EU: Quitting Corona Crisis Must Be Co-ordinated Among Member States

Small steps are needed to exit the Corona crisis and co-ordinated, the European Commission recommends. He has no concrete plans, but very good ideas. “The good neighbours speak to each other”, Ursula von der Leyen, president of the European Commission at the virtual press conference in Brussels, said. This is appeal to 27 member states, [...]
Small steps are needed to exit the Corona crisis and co-ordinated, the European Commission recommends. He has no concrete plans, but very good ideas.
“The good neighbours speak to each other”, Ursula von der Leyen, president of the European Commission at the virtual press conference in Brussels, said. This is appeal to the 27 member states to co-ordinate the slow abolition of Corona's restrictions. The least “is for states to inform member states and the European Commission of the way measures will be removed”, said a strategic European Commission document presented by von der Leyen and EU Council President Charles Michel in Brussels.
It doesn't make sense to open shops on one side of the border while on the other, in another location, they are closed. This would cause people at the border to cross the border to buy by causing new human movements”, says von der Leeyen of the difficulties in opening EU internal borders. The “E is in the interest of member countries to quickly have an internal operating market without borders and invest for this”, notes von der Leyen, DW.

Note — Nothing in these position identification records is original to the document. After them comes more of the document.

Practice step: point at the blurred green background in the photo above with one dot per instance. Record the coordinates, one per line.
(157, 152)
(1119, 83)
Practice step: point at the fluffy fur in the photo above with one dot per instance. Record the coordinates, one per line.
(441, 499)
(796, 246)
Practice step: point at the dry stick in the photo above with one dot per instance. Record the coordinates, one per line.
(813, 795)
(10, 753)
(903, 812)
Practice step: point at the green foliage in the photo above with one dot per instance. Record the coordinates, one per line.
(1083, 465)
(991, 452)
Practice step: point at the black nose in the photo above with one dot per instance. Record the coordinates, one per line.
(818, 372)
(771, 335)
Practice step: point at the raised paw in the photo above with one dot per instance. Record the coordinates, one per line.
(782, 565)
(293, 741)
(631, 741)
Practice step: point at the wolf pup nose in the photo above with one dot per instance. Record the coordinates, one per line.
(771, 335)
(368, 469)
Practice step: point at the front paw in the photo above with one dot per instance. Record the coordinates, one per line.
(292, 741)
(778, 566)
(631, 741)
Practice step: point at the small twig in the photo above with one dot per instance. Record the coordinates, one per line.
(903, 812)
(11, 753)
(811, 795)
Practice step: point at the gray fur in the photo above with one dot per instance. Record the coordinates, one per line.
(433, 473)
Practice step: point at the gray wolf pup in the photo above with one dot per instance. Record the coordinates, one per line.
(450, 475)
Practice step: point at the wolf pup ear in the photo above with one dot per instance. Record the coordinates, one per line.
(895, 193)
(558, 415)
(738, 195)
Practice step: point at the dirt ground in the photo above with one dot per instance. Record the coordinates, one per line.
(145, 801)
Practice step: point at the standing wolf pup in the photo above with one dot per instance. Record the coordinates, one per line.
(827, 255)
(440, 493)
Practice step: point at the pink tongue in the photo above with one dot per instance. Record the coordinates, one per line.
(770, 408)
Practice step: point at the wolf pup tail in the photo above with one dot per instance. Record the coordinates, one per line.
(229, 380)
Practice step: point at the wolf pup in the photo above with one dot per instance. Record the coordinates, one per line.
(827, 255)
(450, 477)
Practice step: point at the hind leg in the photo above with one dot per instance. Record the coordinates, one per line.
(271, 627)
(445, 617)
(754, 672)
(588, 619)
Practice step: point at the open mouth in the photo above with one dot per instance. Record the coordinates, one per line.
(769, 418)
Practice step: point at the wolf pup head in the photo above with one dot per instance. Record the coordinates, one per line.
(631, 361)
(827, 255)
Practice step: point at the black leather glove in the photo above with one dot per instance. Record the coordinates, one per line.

Recommendations, not binding instructions
The European Commission cannot make mandatory guidelines for health policies because they are the competence of member states that decide on their own. Brussels thus makes recommendations, without deadlines, that releases from restrictive measures will depend on epidemiological views -- the decline in the number of infections and its stabilisation. If the health systems of the respective countries are able to cope with the number of infected, and the possibility of following infectious chains and cutting them off. The release of measures must be taken step by step, and it must be aimed at isolating more weak groups, such as the elderly and the sick, while the rest of the population will return carefully to normal life. The EC recommends adding tests and possibly a joint application for its virus tracking -- the same for all member states, not 27 different countries.
Ursula von der Leyen also advocates the idea of removing travel restrictions on the EU's internal borders one after another and allowing movement into the European internal market. This will take a few months. The EC requires a co-ordinated action in order for even EU external borders to be opened again for EU travel and cargo transport with the Balkans, America, Asia and Africa.
EU Council President Charles Michel promised that the EU heads of state and government next week at the EU summit would draft a plan for economic recovery. “How much money will be needed at the end, no one can say this”, Michel said. Von der Leyen announced that member states and the EU have mobilised 3,000 billion euros to preserve jobs and the economy. This is financed at the moment through new debts.
EU member states act in different ways with restrictive measures. Denmark, for example, has opened schools for lower classes. Stores have been opened in Austria again. All remains closed until May 11th in France. In Sweden restaurant bars have never been closed. In Germany on Wednesday, it is set for the next steps. The EC does not have a clear answer if masks should be kept under compulsion as in Austria in public environments. What's clear is that employees in the health system first need to have” masks, Ursula von der Leyen said. In other sectors, masks play a role, if they can be secured, they say. But this too is the competence of member states.